Odsjek za informacijske i komunikacijske znanosti
Filozofski fakultet
Ivana Lučića 3, 10000 Zagreb

Radionica 14
NooJ – Linguistic Engineering Development Environment

Voditelj radionice:
Max Silberztein

Odsjek za informacijske znanosti
Odsjek za lingvistiku

petak, 13. ožujka 2009.
Filozofski fakultet u Zagrebu

Broj polaznika je ograničen na 30.

Radionica će se održati na engleskom jeziku.

NooJ is a freeware, linguistic engineering development environment used to formalize various types of textual phenomena (orthography, lexical and productive morphology, local, structural and transformational syntax) using a large gamut of computational devices (from Finite-State Automata to Augmented Recursive Transition Networks). NooJ includes tools to construct, test, debug, maintain and accumulate large sets linguistic resources, and can apply them to large texts.

Modules for a dozen languages are already available for free download: Arabic, Armenian, Bulgarian, Catalan, Chinese, English, French, Hebrew, Hungarian, Italian, Polish, Portuguese and Spanish. A dozen other modules are under construction among them Croatian, as well.

NooJ™'s most exclusive characteristics are:
- NooJ can process texts and corpora in over 100+ file formats, including HTML, PDF, MS-OFFICE, all variants of UNICODE, ASCII, etc. It can import information from, and export its annotations back to XML documents.
- NooJ's linguistic engine uses an annotation system that allows all levels of grammars to be applied to texts without modifying them; this allows linguists to formalize various phenomena independently, and to apply the corresponding grammars in cascade. For instance, by combining inflection, derivation and syntactic data, NooJ can perform Harris-type transformations.

NooJ is used as a linguistic engineering development platform, a corpus processor, an information extraction system, a terminological extractor, an Machine Translation development tool as well as to teach linguistics and computational linguistics.

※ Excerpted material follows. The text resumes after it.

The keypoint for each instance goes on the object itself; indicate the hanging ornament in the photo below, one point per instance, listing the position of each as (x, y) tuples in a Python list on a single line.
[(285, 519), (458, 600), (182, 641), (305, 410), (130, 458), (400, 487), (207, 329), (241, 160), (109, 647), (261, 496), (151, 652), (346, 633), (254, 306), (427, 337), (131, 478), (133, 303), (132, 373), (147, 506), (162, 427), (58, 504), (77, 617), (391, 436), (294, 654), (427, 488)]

To learn more about NooJ, download the software, linguistic resources, manual, tutorials and reference papers:

Max Silberztein has constructed the first package of Finite State tools for NLP together with the French DELAC-DELACF dictionaries for compound words for his PhD research from 1986 to 1989 at the LADL (University of Paris 7-CNRS) under the supervision of prof. Maurice Gross. Since 2002. He has been working on NooJ. He teaches at the Universite de Franche-Comte in Paris. He teaches:
1. Linguistic engineering at the University Paris 4 (Sorbonne nouvelle, Paris) 
2. The formalization of natural languages at the Institut National des Langues et Civilisations Orientales (INALCO, Paris) 
3. Automatic Lexical Analysis at the Univ. de Franche-Comte (UFC, Besancon) 
4. Text and Discourse Analysis at the Univ. de Franche-Comte (UFC, Besancon)

Program radionice

9:15 - 9:45 Registracija
9:45 - 10:00
Uvod u radionicu
10:00 - 10:45
Managing texts and corpora, queries, concordances, statistical reports
10:45 - 11:30
Describing a natural language, Linguistic Atomic Units, Lexicons, Inflectional and Derivational Morphology
11:30 - 11:45
Pauza za kavu/čaj
11:45 - 12:30
The graph editor, grammar structures, contracts and debugger
12:30 - 13:30
Pauza za ručak
13:30 - 14:30
Transducers and Annotations; The text annotation structure, XML
14:30 - 14:45
Pauza za kavu/čaj
14:45 - 15:45
Syntactic Parsing, Transformations, Semantic Analysis, Automatic Translation
15:45 - 16:00 Zaključak radionice i diskusija
16:00 Dodjela certifikata

Na kraju je polaznicima dodijeljena potvrda o pohađanju radionice.